Neu im Kino: "Staatsdiener"

Männer und Frauen in der Not

Szene aus dem Dokumentarfilm "Staatsdiener".
Szene aus dem Dokumentarfilm "Staatsdiener" © Zorro Film
Von Hannelore Heider |
Wenn Gefahr droht, müssen Polizisten zur Stelle sein. Wie aber bereitet man sie auf die Aufgabe als Staatsdiener vor? In ihrer Dokumentation hat Marie Wilke Beamte bei Ausbildung und Arbeit begleitet. Ein beeindruckender Film, meint unsere Kritikerin.
Erhellend, fesselnd, lehrreich – einfach beeindruckend ist Maria Wilkes Dokumentation von einem Jahr Ausbildung junger Menschen für den Polizeidienst in Sachsen-Anhalt.
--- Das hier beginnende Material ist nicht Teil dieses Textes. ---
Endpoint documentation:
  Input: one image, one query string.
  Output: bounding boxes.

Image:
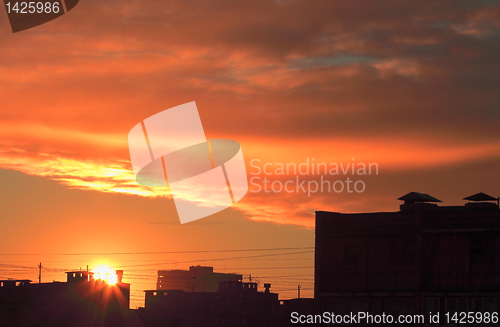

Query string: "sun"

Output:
[92,266,118,285]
Das beginnt schon mit dem Titel "Staatsdiener". Wer hat schon einmal darüber nachgedacht, was das wirklich bedeutet? Aktuell werden wir jeden Abend im Fernsehen mit Polizeiarbeit konfrontiert. Polizisten stehen als Cordon vor bedrohten Flüchtlingsunterkünften, sie greifen ein oder rufen Verstärkung, sie werden beschimpft und verletzt im Staatsdienst. Aber was heißt das? Wie werden sie darauf vorbereitet mit den Konflikten einer ganzen Gesellschaft umzugehen?
Marie Wilke konzentriert sich auf eine Handvoll Bewerber: Weibliche und männliche, ein junger Mann mit Migrationshintergrund. Sie beobachtet mit der Kamera die Unterweisungen, sowohl in den Schulungen als auch in den praktischen Übungen an der Seite erfahrener Polizisten. Sie fragt nicht nach Motivationen, ihre Helden müssen nicht ihre Befindlichkeiten frontal in die Kamera sprechen und die Regisseurin selbst gibt keinen Kommentar. Der Zuschauer muss aus den gezeigten Situationen heraus seine Wertung finden und das ist schwieriger als gedacht.
Häusliche Gewalt, gewaltbereite Rechte
Polizisten im Dienst dürfen nicht Mensch sein wie Du und ich, sondern Staatsdiener. Wenn sie zu Orten häuslicher Gewalt gerufen werden, hilflose Personen auf der Straße aufsammeln oder eine Demonstration gewaltbereiter Rechter schützen. In welche Konflikte das junge Menschen stürzt, erleben wir hautnah mit. Das beschränkt sich nicht nur auf die Konfrontation mit dem geballten Elend in unserer Mitte, sondern betrifft auch die eigenen ethischen und politische Haltungen, wenn sie auf die Erfordernisse des Einsatzes treffen. Wir bewundern die Souveränität erfahrener Polizisten und belächeln den Eifer einer jungen Polizeianwärterin beim Hersagen der Gesetze. Ihre Hilflosigkeit am konkreten Einsatzort erschreckt dann doch und lässt uns ahnen, dass nicht jeder diese Konflikte aushalten wird.
Bewundernswert auch die Diskretion der Kamera. Selbst in den elendsten und chaotischsten Situationen wird Niemand der Öffentlichkeit preisgegeben. Es sei denn, er will es, wie ein rechter Schreihals, der sich mit seinen unsäglichen Parolen direkt zur Kamera dreht.